Lageplan mit Schleuse 2022

Die Tat von Jugendlichen, welche dort Graffitis mit teilweise obszönen Symbolen auf die polierte Oberfläche „aufsetzten“, ist trotz Flächenrestaurierung durch Farbspuren im Sockel noch immer sichtbar. Die geraubte Goldmünze aus dem Bodemuseum und der ebenfalls geraubte Schmuck aus dem Grünen Gewölbe in Dresden wurden zwar nicht vor Ort zerstört, sind laut Einschätzung von Kunstexperten jedoch längst in kleine Teile zerlegt und für uns als Zeugen ihrer Zeit verloren.

Weshalb bedaure ich dies zutiefst? Seit Kindertagen wurden uns von Erziehern und Lehrern die Kunst, die Kultur und die Geschichte nahegebracht. Und immer dienten solche Beispiele dafür, das Leben vor unserer Zeit anschaulich und lebendig erzählen zu können.

Galerie Alte Meister Führung 1967

Was ist das für eine Gesellschaft, die die bewusste Zerstörung am Medusentor, an den historischen Hinweistafeln auf dem Gelände der Alten Hakeburg und an anderen Kulturgütern als unabänderlich hinnehmen kann?

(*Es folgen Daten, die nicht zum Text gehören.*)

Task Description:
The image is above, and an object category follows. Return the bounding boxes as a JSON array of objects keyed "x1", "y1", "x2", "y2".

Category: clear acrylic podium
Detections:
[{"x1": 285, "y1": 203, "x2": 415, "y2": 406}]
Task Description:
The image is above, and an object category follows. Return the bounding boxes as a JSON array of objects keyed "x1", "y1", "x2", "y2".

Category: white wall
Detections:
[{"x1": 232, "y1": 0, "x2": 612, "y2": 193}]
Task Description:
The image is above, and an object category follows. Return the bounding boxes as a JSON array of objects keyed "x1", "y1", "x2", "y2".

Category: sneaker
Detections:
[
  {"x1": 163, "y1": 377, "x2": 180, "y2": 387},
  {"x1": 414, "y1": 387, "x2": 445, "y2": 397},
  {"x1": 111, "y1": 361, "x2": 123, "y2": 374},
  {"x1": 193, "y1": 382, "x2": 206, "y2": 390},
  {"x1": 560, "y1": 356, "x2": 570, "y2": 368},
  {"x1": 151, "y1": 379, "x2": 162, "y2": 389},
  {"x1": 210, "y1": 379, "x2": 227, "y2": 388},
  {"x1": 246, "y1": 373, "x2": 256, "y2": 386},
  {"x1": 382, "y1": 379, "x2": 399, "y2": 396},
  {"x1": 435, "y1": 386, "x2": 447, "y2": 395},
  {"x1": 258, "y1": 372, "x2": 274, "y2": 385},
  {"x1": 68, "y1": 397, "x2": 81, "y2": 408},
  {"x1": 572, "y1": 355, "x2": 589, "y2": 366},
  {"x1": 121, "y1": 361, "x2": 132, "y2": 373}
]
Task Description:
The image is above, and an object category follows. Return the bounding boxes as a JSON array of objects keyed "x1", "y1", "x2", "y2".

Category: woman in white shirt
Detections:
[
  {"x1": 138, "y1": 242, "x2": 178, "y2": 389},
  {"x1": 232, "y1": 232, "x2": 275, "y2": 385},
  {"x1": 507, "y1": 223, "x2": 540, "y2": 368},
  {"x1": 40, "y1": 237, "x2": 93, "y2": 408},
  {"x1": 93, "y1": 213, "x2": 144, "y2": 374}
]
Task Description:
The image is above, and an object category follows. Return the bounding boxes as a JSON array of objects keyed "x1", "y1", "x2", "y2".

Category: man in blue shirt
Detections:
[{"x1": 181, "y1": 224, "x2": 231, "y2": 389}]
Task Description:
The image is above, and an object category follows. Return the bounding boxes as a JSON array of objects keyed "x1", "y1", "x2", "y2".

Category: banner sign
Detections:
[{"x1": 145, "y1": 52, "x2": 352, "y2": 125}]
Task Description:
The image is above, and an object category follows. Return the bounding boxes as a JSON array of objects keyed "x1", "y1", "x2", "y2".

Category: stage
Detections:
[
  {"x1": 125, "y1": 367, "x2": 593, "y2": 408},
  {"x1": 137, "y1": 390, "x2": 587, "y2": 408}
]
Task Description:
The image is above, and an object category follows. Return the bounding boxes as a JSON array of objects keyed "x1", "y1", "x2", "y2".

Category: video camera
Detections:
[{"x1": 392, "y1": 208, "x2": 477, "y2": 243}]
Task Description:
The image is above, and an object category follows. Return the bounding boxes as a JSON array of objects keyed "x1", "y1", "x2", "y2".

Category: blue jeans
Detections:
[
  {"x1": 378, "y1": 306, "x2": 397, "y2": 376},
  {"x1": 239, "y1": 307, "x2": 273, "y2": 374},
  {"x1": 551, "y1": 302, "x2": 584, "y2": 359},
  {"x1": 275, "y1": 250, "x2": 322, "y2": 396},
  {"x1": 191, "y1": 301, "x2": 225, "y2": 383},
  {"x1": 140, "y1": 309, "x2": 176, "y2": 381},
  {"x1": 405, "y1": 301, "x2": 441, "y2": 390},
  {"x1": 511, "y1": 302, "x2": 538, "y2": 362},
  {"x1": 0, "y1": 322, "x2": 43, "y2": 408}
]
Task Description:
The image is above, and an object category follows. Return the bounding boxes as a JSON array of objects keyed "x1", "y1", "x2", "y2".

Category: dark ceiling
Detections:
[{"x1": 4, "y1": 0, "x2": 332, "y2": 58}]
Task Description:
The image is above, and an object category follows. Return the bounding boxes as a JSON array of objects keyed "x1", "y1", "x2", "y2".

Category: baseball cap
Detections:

Da ich beruflich auch mit der Denkmalpflege zusammenarbeite, ein Hinweis für die Ist-doch-nicht-so-schlimm-Haltung: Es ist nicht damit getan, dass diese Schmierereien überstrichen werden.

Kindergruppe nach Führung in Sanssouci 1963

Jeder neue Farbauftrag auf dem alten Gemäuer des Medusentors, mit Farben, die in ihrer mineralischen Zusammensetzung weder die Farbe der ersten Baufassung noch den ursprünglichen Farbton erreichen, ist nur durch Handwerker mit den goldenen Händen aus der Denkmalpflege möglich. Doch weder die Handwerker noch das Geld dafür stehen zur Verfügung. Die Tafeln müssen neu produziert werden. Wer sind die Menschen, die zerstören und welche Werte haben sie?

Es wechseln die Zeiten. Doch wohin?

 

Fotos der Galerie Alter Meister und der Kindergruppe (c) Michael Günther – Fotos Kleinmachnow Geri Beerhalter

One comment

  1. Berlower says:

    Ich kann zwar verstehen, dass man als geschichtsinteressierte Person – die ich auch bin – frustriert über die Schmierereien ist. Aber der Vergleich der Clankriminalität (Diebstahl Goldmünze) und Graffiti ist leider daneben. Für die Jugend wird in der Region auch recht wenig getan und das ist vielleicht auch ein Grund für die Schmierereien, die aus deren Sicht eine Kunstform darstellt. „Was soll man auch machen mit 17-18 in Brandenburg“ singt schon Rainald Grebe. Antworten bekommt man übrigens auch recht schnell von der Gemeinde, wie ich finde.